Lenzie Howell

Personal information
- Born: December 24, 1967 Dallas, Texas, U.S.
- Died: July 18, 2020 (aged 52) Dallas, Texas, U.S.
- Listed height: 6 ft 4 in (1.93 m)
- Listed weight: 200 lb (91 kg)

Career information
- High school: Bryan Adams (Dallas, Texas)
- College: San Jacinto (1986–1988); Arkansas (1988–1990);
- NBA draft: 1990: undrafted
- Playing career: 1990–2002
- Position: Small forward
- Number: 9

Career history
- 1990–1992: Computerij Meppel
- 1992–1993: Tofaş
- 1993–1996: cuva Houthalen
- 1996–1997: castor Braine
- 1997–1998: Montpellier
- 1998–1999: Cholet
- 2000–2001: Bourg-en-Bresse
- 2001–2002: Rueil AC

Career highlights
- 2x Dutch League Most Valuable Player (1991, 1992); Dutch League Dunk champion (1992); Belgium league leading scorer (1996); SWC tournament Most Outstanding Player (1989);

= Lenzie Howell =

American basketball player (1967–2020)

Lenzie Howell (December 24, 1967 – July 18, 2020) was an American basketball player. Standing at , he played as small forward. He played college basketball with Arkansas for two seasons.

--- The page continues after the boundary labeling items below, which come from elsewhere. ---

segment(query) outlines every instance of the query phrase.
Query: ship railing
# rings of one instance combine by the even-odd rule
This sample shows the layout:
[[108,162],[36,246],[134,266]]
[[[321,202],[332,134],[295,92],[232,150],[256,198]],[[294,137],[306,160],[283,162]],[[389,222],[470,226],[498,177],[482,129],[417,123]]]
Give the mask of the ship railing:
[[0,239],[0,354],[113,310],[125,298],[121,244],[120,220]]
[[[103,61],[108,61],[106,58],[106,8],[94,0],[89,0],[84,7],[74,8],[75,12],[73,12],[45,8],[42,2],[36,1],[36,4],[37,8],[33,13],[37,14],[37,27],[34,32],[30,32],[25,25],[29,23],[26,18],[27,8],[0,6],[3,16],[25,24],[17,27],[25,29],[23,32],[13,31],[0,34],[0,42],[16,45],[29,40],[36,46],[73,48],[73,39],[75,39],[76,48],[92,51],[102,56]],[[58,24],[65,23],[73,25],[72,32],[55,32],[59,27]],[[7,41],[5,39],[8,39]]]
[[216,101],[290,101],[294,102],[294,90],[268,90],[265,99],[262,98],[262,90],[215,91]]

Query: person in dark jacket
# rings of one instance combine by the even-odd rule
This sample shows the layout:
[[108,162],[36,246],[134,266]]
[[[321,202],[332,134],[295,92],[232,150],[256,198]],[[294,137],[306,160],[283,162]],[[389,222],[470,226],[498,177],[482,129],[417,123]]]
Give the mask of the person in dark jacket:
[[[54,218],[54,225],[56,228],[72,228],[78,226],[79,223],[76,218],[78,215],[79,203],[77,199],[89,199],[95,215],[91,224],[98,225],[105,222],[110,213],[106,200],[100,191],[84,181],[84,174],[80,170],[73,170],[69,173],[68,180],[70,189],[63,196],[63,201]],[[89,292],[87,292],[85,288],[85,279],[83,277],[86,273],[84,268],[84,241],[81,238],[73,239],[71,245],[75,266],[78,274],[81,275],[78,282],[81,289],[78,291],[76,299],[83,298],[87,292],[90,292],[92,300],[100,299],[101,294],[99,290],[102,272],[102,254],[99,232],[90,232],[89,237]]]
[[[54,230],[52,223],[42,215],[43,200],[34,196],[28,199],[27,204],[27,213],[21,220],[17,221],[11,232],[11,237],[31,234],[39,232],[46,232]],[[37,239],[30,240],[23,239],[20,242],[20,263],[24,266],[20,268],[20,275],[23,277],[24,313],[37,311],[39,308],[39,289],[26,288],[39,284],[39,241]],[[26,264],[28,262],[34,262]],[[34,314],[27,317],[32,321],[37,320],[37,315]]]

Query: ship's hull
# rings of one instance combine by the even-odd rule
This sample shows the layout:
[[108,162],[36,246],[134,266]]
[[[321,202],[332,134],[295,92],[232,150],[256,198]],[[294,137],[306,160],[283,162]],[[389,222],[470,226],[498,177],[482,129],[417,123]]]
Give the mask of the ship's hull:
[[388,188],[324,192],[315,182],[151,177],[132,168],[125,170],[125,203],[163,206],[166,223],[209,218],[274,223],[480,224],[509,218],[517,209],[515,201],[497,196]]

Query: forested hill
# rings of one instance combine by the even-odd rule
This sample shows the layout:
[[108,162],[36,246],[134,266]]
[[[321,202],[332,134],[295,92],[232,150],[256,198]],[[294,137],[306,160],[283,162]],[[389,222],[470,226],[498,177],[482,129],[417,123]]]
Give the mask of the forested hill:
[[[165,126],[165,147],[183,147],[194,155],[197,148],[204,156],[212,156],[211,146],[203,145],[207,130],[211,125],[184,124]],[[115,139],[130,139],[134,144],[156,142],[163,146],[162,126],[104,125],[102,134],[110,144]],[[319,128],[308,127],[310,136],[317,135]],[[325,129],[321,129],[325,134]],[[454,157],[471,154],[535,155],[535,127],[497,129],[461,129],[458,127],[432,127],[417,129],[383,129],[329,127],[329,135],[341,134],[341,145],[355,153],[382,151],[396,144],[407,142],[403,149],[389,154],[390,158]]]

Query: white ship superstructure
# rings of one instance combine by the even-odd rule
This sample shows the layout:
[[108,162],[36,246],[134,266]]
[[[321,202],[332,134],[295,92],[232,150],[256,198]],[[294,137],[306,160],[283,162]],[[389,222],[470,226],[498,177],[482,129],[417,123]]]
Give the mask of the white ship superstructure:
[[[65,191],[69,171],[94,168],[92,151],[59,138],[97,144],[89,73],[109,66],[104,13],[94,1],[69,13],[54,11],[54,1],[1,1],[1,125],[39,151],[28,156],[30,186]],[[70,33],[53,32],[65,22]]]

During his brief college stay, Howell received several awards, including the 1989 Southwest Conference tournament Most Outstanding Player award, being named to the 1990 NCAA tournament Midwest Regional Team and winning that region's Most Outstanding Player award. Earlier that year, on February 21, Howell had arguably his finest regular season performance – 32 points, 10 rebounds, four assists and a steal against Texas A&M. Considered a great follow-up shooter, and despite typically playing against much bigger defenders, he was Arkansas' leading scorer and second-leading rebounder in the 1990 tournament and was a constant in an otherwise-erratic offense.

After his stint with Arkansas, Howell played a decade in Europe. While playing for Computerij Meppel, he won the Dutch League Most Valuable Player twice.

Lenzie Howell died on July 18, 2020, aged 52.